Derivatives are designed to help you manage your risk. You can manage your risk in Ecoins (virtual currency) by buying Bitcoin options that leveraged your dollars and offset the risk of Bitcoin prices going the opposite way that you predict.  For example if you are holding Bitcoins (long position), you might want to bet (buy options) that Bitcoins are going to go down in price.  This will mean that you ‘lose’ less if prices go down.

If you are holding cash instead of Bitcoins (short position), you think that Bitcoin prices are going to go down.  In this case, you can buy options that prices will go up.  This will offset some of your losses if prices do go up and you are sitting on cash.  Dublin based Predictious recently launched Bitcoin option spreads which offers both long- and short-positions. It works about the same as typical option spread markets. You pay a fixed price for a fixed reward if you ‘bet’ correctly.

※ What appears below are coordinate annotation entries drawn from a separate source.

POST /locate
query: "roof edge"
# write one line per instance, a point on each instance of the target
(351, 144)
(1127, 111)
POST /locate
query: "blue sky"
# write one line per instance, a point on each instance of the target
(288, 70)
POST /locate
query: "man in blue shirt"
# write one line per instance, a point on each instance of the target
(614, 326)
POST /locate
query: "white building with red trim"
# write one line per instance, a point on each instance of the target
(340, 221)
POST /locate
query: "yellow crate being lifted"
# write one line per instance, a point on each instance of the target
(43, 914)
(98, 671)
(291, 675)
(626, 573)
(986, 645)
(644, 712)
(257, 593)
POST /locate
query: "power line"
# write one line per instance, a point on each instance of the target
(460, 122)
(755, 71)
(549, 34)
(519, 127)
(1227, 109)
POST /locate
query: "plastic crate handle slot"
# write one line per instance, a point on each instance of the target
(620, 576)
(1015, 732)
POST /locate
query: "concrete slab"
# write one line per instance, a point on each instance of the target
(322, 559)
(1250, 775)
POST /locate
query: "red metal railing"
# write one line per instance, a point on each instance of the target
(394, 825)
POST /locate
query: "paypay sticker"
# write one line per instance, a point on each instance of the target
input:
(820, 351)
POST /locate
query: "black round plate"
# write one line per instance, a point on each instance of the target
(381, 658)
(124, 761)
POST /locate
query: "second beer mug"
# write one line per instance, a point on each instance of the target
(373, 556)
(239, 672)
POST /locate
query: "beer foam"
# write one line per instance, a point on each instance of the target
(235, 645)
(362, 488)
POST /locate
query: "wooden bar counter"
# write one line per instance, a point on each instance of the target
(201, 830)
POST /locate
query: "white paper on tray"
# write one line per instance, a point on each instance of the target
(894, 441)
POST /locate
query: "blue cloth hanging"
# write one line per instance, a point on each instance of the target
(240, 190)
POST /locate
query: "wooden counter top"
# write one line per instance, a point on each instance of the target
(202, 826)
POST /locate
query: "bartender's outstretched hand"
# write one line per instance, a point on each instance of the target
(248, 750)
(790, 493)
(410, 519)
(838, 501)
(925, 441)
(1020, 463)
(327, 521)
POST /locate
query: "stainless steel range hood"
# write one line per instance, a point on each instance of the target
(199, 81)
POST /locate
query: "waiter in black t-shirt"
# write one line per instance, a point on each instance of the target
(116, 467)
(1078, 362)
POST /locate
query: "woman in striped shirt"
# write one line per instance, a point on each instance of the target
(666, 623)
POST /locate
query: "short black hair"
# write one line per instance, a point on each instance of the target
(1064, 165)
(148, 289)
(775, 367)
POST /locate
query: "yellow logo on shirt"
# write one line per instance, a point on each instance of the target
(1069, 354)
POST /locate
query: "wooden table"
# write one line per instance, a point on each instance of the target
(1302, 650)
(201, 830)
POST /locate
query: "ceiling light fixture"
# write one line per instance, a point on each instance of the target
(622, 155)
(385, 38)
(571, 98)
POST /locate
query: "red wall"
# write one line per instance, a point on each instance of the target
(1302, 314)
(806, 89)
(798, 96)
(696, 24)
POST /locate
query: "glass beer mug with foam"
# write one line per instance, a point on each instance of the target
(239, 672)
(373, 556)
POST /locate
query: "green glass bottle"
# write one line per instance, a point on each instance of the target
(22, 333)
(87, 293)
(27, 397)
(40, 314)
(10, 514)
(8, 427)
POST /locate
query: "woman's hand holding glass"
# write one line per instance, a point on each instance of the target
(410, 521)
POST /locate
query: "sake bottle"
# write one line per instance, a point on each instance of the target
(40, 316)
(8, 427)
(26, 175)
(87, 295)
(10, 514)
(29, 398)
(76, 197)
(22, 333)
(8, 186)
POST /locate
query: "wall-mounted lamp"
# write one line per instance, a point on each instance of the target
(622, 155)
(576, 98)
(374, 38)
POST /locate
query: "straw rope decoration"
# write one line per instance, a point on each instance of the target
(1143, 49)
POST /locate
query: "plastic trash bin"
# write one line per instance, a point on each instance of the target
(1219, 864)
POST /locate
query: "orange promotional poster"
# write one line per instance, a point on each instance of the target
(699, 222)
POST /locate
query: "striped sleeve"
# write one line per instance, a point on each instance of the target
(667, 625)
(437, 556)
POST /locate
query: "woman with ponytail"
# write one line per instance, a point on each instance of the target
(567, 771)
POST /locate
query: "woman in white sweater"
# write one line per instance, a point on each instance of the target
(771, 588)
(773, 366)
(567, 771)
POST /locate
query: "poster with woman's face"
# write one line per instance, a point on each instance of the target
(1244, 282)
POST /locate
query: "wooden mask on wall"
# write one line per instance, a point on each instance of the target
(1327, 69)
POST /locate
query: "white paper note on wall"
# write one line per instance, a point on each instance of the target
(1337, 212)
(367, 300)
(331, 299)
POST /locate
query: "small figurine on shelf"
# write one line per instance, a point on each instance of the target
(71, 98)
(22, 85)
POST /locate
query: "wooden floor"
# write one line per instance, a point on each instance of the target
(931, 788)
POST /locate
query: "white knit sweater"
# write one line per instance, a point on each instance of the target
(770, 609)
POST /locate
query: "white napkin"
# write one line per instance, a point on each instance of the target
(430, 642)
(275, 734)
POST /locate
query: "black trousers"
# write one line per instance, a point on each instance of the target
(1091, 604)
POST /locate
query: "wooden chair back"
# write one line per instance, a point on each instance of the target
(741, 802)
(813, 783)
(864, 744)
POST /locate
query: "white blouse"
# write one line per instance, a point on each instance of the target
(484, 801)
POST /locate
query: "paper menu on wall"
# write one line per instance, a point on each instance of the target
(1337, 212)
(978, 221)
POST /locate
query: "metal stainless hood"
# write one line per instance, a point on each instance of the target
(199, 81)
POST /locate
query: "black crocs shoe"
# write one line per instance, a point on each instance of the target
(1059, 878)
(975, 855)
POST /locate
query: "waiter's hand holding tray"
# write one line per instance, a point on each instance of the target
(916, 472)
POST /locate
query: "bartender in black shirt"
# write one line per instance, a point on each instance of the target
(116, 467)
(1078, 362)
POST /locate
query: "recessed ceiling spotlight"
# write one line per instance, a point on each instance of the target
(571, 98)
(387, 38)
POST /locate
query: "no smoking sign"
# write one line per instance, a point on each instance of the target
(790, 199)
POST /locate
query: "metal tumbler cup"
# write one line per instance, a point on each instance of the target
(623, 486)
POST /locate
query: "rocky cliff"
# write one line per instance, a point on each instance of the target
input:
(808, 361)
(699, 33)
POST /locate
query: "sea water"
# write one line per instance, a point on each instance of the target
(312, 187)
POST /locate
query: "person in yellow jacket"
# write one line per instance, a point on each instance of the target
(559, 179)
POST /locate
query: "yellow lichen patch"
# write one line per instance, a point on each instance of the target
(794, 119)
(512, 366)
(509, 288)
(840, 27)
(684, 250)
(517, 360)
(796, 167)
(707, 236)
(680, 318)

For example, you can bet on the future price of Bitcoin at a set day and time. For example, in the picture above, if you think that Bitcoins will be priced at or above $1400 on Jan 1, 2014 (Dublin time) you can “buy” the contract at $3.49 and get paid $10 if you are correct. If you believe it will not reach $1400, you “sell” the contract at $0.55 and get $10 if you are correct.